Utility of WT-1, p63, MOC31, Mesothelin, and Cytokeratin (K903 and CK5/6) Immunostains
The first step in a diagnosis of cancer is the definitive conclusion of the presence of malignant tissue. However, this tissue may not identify the particular form of cancer at work, so further analysis is often necessary. One of the techniques used for this latter diagnosis is immunostaining, where a tissue sample is treated with a reactive dye that becomes activated when it binds to a marker indicative of a certain form of cancer. The binding process then “stains” the tissue—providing a visual indication of the marker’s presence and, therefore, a determination of the type of cancer at hand.
One of the most difficult differentials to make is between malignant mesothelioma and poorly differentiated forms of adenocarcinoma of the lung and squamous cell carcinoma of the lung. Morphology analysis of the fluid from an effusion is not able to differentiate between these cancers, so scientists are searching for protein markers that can differentiate between them. Researchers from the University of Michigan School of Medicine have recently released a study that identifies possible markers.
Introduction to the Study
The search for biomarkers for mesothelioma and other cancers is an especially active form of research. The need for accurate differential diagnoses has driven researchers to experiment with a number of substances as possible markers, such as calretinin, CEA, BerEP4, CD15 and cytokeratins, but many of these do not have the high specificity required for such important decision-making. Some recent studies have recently identified a few more substances as possible makers—WE-1, p63, MOC31 and mesothelin—and it is these agents that the authors of the present study looked at. They also looked at the ability of cytokeratin staining to differentiate between the cancers.
The authors studied 43 samples of malignant effusions. 10 were adenocarcinoma (ADC), 15 were squamous cell carcinoma (SCC) and 18 were malignant mesothelioma, mainly pleural mesothelioma. Immunostaining for each of the four markers identified above (WE-1, p63, MOC31 and mesothelin) was performed on each sample.
WT-1
The authors found that WT-1 was perfect for determining a malignant mesothelioma diagnosis, as it stained in 100% of the mesothelioma cases and none of the ADC or SCC cases. Calretinin had previously been identified as the best positive marker for differentiating mesothelioma, but the authors recommended further study and greater use of WT-1 because of their excellent results.
P63
Antibody-staining against P63 showed significant staining for SCC, a lower threshold for ADC and none for mesothelioma. The authors support using a combination of P63-negative status and WT-1-positive status to differentiate mesothelioma from both SCC and ADC.
MOC31
The authors conclude that MOC31 wasn’t an effective marker by itself. It stained for ADC 100% of the time, 67% of the time for SCC and 35% for mesothelioma, so it could not differentiate between the malignancies enough on its own. However, when used in a panel with other antibody staining, the authors felt it could be used to differentiate between ADC/SCC and mesothelioma.
Mesothelin
Mesothelin is a marker that is under active investigation, but there are conflicting results returned from different studies regarding its efficacy.
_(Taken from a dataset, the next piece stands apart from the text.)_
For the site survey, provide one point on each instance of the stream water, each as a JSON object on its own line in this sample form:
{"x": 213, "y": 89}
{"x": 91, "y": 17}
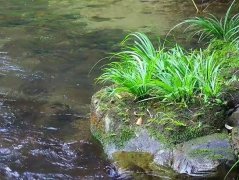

Some studies have come back with a 100% success rating for determining a mesothelioma diagnosis, but the authors of this study expressed disappointment at the results they obtained when staining for it. Their figures returned the following results: 100% ADC and 60% SCC, but only a figure of 47% for mesothelioma. The authors do not recommend mesothelin because of these results.
Cytokeratin Staining
The results for K903 and CK5/6 showed that ADC and SCC can be differentiated using cytokeratin staining, but it is only recommended if mesothelioma has been conclusively ruled out before the investigation.
Conclusion
The identification of new markers in cancer diagnosis is an important advancement on our knowledge. Early identification allows the patient to receive earlier treatment, which can be greatly beneficial. With a malignancy such as malignant mesothelioma, which has generally resisted long term treatment, early diagnosis is essential to maximizing patient response.